Alexander Dolinin, author of Against Destiny
(print ISBN 9781601641731, Adobe ebook ISBN 9781601643261, Kindle ISBN 9781601643278, Sony ISBN 9781601643285)
History and historical novels are two different, and at the same time closely linked, ways of describing the past. They have one thing in common: both are attempts (with different degree of success) to describe what happened in the past. But they differ in a lot in ways and methods of doing it.
History deals with the general description of different historical periods and major events that took place in one period or another. In “classical” history, the main characters are rulers, ministers, governors, generals and other “biggies”, who were behind these major events or played important role in them. In newer history , for example in the Annales approach, the emphasis shifts to analysis of social issues of the society, its cultural patterns , and the specifics of life of diverse social groups under certain historical conditions.
Usually history deals either with well-known facts or, in case the truth is not well known or there is contradictory evidence about it, with hypothesizing about what probably happened. Ordinary individuals with their lives, destinies and sentiments rarely get mentioned in history. This is not surprising. There is very little evidence about them (only some parish church records about births, marriages and deaths or court records about sentences passed to this or that person, or in later days memoirs and diaries). Lack of personal information is the inevitable limitation of history.

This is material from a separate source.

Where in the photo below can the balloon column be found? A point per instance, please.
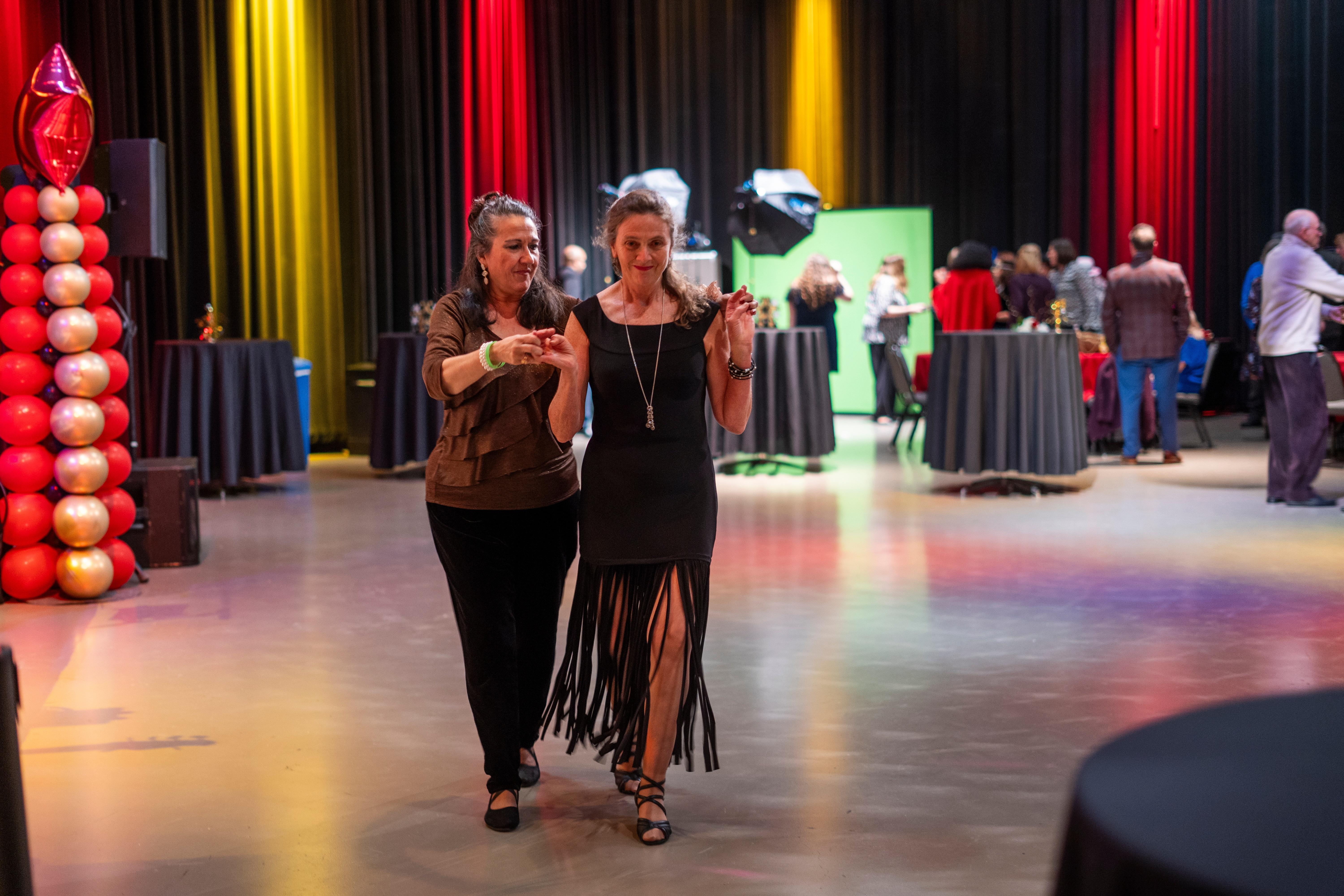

One thing that can at least to some extent fill this gap is the historical novel. Like history, the historical novel deals with “interesting” historical periods and major historical events. But unlike the former it makes all these events seen through the eyes of individual humans. It portrays the effect of historical events and/or major historical processes on the lives of various individuals of different backgrounds, different ages, different characters and different psychological types. Within historical novels these characters live, trying to build their lives or, in the critical situations, just to survive. Some benefit from historical events and/or processes, while others lose, so to say “get under the wheel of history”, as in the cases of British enclosures or Soviet collectivization. Some of the losers submit, while others choose to fight their fates. Sometimes an important historical figure can be one of the characters of a novel. But even in this case the attention of the novelist is on presenting that person as a human being who, like any other person, faces the big historical event, and feels, thinks and acts in response. In historical novels (unlike history) the author’s fantasy and imagination are completely legitimate. They allow us to fill the gaps in our knowledge about certain period and events. They also allow the author (as an individual) to express his own perception of what was happening and his own interpretation of events.
So I think one can claim that history and historical novels complement each other in the understanding of historical events.